Plus vous vous éloignerez de ma Réalité...
La chair en effet qui se joue comme l'Attraction du Mal
entre vous et le Multiple inférieur
- image retournée de Dieu-
n'est que mon apparence inverse
flottant sur un abîme de dissociation
c'est à dire de corruption indéfinie
Inhabile à distinguer le Mirage de la Vérité
l'homme n'a pas su longtemps s'il devait me craindre ou m'adorer...
Il m'aimait pour mon charme et ma domination
il me redoutait pour ma puissance étrangère à lui
et mes inexplicables vertiges
J'étais sa force et sa fragilité
son espérance et son épreuve
sur moi se faisait la séparation des bons et des méchants
Peut-être m'aurait-il rendue définitivement mauvaise
si le Christ n'était venu...
et usque ad futurum saeculum non desinam...
Le Christ m'a sauvée
il m'a libérée !
Quand il a eu dit : Melius est non nubere
on m'a crue morte pour la vie éternelle
En réalité par ces paroles Il m'a ressuscitée
comme Lazare...avec Madeleine...
Il m'a placée entre Lui et les hommes comme un nimbe de gloire
En révélant la Vertu, Il a défini ma véritable Essence
et remis les hommes qui avaient perdu ma trace
Dans le Monde régénéré , je continue à être
comme dès ma naissance, appel à l'union avec l'Univers
attrait du Monde posé sur un visage humain
Mais la Vraie union est celle qui simplifie
c'est à dire qui spiritualise
...la Vraie fécondité est celle qui associe
les êtres dans la génération de l'Esprit
Pour rester Femme dans la sphère nouvelle
où la Créature a accédé
il m'a fallu changer de forme,
sans que fût altérée mon ancienne nature...

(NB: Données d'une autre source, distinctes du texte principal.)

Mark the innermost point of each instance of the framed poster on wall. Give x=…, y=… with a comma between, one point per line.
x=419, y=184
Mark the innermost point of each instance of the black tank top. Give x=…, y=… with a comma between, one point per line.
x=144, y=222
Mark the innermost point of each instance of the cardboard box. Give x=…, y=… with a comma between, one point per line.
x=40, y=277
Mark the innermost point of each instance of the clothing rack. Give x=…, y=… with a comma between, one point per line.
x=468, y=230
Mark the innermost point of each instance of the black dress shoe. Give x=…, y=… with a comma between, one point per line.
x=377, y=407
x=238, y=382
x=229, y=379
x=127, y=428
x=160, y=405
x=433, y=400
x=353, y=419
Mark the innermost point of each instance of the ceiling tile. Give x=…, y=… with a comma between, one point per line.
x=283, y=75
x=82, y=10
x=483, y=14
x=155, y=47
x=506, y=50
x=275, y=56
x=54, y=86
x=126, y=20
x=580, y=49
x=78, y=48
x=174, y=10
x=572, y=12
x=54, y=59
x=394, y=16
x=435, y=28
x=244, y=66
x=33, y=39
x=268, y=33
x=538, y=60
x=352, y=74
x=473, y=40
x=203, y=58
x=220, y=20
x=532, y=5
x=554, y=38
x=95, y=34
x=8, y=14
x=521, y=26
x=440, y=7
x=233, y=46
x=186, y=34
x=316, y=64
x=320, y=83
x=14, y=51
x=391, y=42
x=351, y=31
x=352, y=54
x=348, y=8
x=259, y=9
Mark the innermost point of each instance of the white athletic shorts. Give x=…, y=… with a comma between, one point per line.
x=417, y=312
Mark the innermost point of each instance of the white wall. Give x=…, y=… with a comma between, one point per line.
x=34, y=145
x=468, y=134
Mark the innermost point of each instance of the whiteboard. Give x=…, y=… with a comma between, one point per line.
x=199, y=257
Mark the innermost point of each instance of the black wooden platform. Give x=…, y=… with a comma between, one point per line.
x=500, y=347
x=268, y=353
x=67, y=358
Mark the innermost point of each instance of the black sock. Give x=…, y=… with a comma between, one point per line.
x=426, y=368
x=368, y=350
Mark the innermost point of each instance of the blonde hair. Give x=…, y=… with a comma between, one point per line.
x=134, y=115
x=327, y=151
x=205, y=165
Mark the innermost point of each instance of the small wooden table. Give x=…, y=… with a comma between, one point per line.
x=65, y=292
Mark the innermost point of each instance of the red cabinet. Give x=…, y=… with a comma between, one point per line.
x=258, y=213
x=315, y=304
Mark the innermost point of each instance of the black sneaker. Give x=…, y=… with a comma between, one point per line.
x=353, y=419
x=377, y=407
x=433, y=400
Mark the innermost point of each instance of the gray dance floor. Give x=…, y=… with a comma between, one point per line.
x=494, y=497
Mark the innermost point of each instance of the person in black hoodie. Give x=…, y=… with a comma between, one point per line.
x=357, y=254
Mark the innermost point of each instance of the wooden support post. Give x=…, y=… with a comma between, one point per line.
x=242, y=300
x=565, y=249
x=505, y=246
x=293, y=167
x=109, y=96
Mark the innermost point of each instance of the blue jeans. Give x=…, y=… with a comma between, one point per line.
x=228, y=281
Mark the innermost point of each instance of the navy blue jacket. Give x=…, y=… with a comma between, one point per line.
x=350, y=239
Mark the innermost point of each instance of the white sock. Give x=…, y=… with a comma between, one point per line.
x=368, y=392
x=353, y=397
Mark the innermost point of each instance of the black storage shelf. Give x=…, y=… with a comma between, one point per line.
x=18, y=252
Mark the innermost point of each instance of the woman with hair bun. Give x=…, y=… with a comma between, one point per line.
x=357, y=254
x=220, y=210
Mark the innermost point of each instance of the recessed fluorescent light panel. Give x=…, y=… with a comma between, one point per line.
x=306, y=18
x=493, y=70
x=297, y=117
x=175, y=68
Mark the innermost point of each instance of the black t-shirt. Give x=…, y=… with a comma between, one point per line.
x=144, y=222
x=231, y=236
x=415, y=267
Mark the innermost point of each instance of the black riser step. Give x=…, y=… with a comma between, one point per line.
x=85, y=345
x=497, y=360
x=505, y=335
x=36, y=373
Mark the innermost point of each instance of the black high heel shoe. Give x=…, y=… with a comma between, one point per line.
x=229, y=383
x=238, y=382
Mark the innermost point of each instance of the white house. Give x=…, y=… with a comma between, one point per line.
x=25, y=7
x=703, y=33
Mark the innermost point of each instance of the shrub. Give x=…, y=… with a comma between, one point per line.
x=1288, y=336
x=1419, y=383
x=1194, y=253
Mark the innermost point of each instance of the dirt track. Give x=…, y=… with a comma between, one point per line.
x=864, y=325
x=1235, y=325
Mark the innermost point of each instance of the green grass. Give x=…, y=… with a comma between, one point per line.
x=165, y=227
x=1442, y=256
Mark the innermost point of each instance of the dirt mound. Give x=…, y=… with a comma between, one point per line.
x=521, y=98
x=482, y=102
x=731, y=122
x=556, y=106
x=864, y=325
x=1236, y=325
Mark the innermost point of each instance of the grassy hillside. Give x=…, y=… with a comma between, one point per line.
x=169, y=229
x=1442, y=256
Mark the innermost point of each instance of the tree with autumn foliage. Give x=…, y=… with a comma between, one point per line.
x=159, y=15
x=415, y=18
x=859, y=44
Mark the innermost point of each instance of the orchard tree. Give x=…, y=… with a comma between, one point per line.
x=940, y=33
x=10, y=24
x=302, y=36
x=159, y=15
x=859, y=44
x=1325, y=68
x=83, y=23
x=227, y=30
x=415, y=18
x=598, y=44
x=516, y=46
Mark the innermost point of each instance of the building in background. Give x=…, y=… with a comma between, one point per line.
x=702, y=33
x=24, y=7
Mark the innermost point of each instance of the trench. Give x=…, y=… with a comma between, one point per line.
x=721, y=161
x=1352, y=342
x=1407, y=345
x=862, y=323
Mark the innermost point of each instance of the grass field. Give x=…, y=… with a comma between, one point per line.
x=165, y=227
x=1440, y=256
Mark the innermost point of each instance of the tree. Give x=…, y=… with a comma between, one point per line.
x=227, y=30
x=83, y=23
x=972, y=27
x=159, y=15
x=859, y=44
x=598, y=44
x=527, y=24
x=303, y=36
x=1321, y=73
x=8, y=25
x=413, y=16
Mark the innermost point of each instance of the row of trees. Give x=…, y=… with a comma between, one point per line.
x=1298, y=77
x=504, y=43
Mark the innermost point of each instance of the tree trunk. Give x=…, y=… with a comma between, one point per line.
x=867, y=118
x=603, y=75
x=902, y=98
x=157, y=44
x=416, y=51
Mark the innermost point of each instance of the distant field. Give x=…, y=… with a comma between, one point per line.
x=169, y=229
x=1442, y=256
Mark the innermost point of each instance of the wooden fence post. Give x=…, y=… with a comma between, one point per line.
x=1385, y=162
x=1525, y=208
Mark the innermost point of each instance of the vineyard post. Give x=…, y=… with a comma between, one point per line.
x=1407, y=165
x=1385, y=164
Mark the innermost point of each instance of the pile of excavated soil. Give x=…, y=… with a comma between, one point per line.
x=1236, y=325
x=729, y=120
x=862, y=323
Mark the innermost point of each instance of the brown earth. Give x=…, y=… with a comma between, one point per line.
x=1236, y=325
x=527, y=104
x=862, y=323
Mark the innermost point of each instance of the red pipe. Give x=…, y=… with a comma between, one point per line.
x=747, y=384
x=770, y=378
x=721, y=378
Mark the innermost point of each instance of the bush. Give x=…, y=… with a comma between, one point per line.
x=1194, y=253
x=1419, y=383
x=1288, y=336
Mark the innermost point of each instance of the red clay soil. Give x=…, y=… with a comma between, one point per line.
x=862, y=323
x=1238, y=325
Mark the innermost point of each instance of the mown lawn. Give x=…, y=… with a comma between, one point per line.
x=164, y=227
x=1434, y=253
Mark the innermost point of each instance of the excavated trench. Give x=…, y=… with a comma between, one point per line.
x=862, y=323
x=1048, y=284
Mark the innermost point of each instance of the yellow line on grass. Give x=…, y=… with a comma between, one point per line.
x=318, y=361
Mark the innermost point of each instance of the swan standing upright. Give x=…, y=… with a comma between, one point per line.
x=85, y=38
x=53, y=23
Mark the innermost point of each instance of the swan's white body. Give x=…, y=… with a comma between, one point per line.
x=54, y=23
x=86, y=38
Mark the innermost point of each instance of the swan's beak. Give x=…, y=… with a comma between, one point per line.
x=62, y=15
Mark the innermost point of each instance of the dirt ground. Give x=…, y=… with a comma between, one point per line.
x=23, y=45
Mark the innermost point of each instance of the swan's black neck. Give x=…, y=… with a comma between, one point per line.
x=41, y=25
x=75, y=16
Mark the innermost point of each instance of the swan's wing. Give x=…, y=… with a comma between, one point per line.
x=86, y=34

Tandis que mon image trompeuse
continue à fasciner le voluptueux vers la Matière
Ma Réalité s'est élevée, attirante
elle plane entre le Chrétien et Dieu
Je séduis toujours ...mais vers la Lumière !
J'entraîne encore...mais dans la Liberté !
Je suis désormais la Virginité
La Vierge est encore femme et mère
Voilà le signe des temps nouveaux...
Les païens sur l'Acropole
reprochent à l'Évangile d'avoir défiguré le Monde...
Et ils pleurent la Beauté...
c'est un blasphème !
La Voix du Christ n'est pas signal d'une rupture...
d'une émancipation
Comme si les élus de Dieu , rejetant la Loi de la Chair
pussent briser les liens les attachant aux destinées de leur race
et s'échapper du courant cosmique où ils ont pris naissance
Celui qui entend l'appel de Jésus n'a pas a rejeter l'Amour...
Il doit bien au contraire rester essentiellement humain
Il a donc besoin de Moi pour sensibiliser ses puissances
Pour le Saint , plus que pour personne
je suis l'ombre maternelle qui se penche sur le berceau...
la forme radieuse que prennent les rêves de jeunesse...
l'aspiration fondamentale qui traverse le coeur...
comme puissance indiscutée et étrangère
la trace dans l'être individuel,
de l'axe de la Vie
Le Christ m'a laissé tous mes joyaux
Seulement ...Il a fait tomber sur moi du Ciel
un rayon qui m'a sans limites, idéalisée
Il lui a plu d'abord, de donner un élan nouveau
à l'essor naturel de mon développement
Devant une humanité qui monte sans arrêt
mon rôle veut que je me retire toujours plus haut
suspendue au dessus des aspirations grandissantes de la Terre
comme un attrait et une proie
Le féminin, c'est sa nature même
doit aller en s'accentuant sans cesse
dans un Univers qui n'a pas fini d'évoluer...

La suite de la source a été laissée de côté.